Der ISM-Index für das verarbeitende Gewerbe lieferte dem Dollar zusätzliche Unterstützung, da er die dovishen Markterwartungen in Bezug auf die künftigen Schritte der Fed weiter abschwächte. Laut Daten des CME FedWatch-Tools ist der Markt nahezu zu 100 % überzeugt, dass der Notenbankrat im März und April sämtliche geldpolitischen Parameter unverändert lassen wird. Unterdessen ist die Wahrscheinlichkeit einer geldpolitischen Lockerung auf der Juni-Sitzung auf 35 % gesunken. Zum Vergleich: Noch vor zwei Wochen preisten die Händler eine 70%ige Wahrscheinlichkeit für eine Zinssenkung im Juni ein. Doch die Beschleunigung des Kern-PCE-Index und des PPI für Januar vor dem Hintergrund geopolitischer Turbulenzen zwang die Marktteilnehmer dazu, ihre Prognosen zu überdenken.

Dennoch bleibt der geopolitische Faktor der wichtigste Treiber für die Stärke der US-Währung. Würden die Vereinigten Staaten sich beispielsweise morgen zu Verhandlungen mit dem Iran an einen Tisch setzen, würde der Dollar am Markt stark nachgeben, begleitet von einer erhöhten Nachfrage nach risikoreicheren Anlagen.

Am Dienstag gibt es dafür jedoch keinerlei Anzeichen. Im Gegenteil: Die Konfliktparteien überbieten sich mit kriegerischen Statements und verschärfen die Lage weiter. So erklärte etwa der US-Außenminister Marco Rubio am Montag, die aktuelle Phase des Angriffs sei erst der Anfang und die nächste Stufe der Militäroperation werde für den Iran „noch strafender“ ausfallen. Er betonte, die USA würden nicht nachlassen, bis die Raketenfähigkeiten und das maritime Potenzial Irans vollständig zerstört seien. Er äußerte zudem die Hoffnung, dass das iranische Volk die Gelegenheit nutzen werde, sich gegen seine Regierung zu erheben.

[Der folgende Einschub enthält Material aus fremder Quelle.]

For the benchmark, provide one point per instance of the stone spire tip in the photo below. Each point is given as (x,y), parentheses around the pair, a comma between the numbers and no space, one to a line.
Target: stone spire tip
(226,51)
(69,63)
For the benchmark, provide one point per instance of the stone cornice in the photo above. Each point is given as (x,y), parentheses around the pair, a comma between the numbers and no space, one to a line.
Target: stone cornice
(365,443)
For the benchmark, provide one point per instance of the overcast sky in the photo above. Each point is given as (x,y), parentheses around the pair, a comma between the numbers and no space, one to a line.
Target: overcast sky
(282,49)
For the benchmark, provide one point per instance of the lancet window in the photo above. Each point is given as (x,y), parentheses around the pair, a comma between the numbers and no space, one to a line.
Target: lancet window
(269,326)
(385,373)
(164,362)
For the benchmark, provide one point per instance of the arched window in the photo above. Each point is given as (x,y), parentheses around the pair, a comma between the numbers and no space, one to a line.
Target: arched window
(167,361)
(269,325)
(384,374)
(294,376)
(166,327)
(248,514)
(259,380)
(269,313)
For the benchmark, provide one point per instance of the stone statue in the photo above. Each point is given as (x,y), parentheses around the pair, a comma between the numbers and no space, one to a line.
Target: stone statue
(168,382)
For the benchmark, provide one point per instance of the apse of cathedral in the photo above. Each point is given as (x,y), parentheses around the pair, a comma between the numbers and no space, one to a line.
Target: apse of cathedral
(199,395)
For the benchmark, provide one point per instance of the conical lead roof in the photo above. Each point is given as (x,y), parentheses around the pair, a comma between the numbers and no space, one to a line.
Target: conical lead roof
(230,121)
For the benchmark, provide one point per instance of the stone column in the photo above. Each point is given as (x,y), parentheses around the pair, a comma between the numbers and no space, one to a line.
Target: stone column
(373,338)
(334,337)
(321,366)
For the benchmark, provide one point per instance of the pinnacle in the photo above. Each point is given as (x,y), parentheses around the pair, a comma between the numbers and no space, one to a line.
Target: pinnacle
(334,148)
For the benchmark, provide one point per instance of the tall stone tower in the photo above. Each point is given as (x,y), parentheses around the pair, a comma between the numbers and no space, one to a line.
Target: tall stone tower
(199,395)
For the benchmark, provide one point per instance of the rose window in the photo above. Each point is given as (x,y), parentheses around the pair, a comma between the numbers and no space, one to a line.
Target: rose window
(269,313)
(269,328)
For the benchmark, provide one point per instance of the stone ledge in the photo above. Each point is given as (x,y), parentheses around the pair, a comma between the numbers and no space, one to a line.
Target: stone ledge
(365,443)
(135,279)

Teheran seinerseits hat unmissverständlich klargemacht, dass es sich unter Druck nicht auf Verhandlungen einlassen werde und die Konfliktzone auf Länder am Persischen Golf ausweiten würde, in denen US-Streitkräfte stationiert sind. Da Rubio die Möglichkeit diplomatischer Verhandlungen in naher Zukunft faktisch ausgeschlossen hat (vor dem Hintergrund ähnlicher Erklärungen der iranischen Seite), kann davon ausgegangen werden, dass das Interesse am Dollar angesichts der erhöhten Risikoaversion und der anhaltend steigenden Ölpreise bestehen bleiben wird.

Aus technischer Sicht hat das Währungspaar im Vier-Stunden- und im Tages-Chart die untere Linie der Bollinger Bands nach unten durchbrochen und notiert nun unter sämtlichen Linien des Ichimoku-Indikators, der ein bärisches „Parade of Lines“-Signal ausgebildet hat. Im Wochen-Chart befindet sich der Kurs zwischen der mittleren und der unteren Linie der Bollinger Bands sowie unterhalb der Tenkan-sen- und Kijun-sen-Linien (aber oberhalb der Kumo-Wolke). Das wichtigste Ziel der Abwärtsbewegung im mittelfristigen Horizont liegt bei 1,1490 (untere Linie der Bollinger Bands im W1, die mit der oberen Begrenzung der Kumo-Wolke zusammenfällt).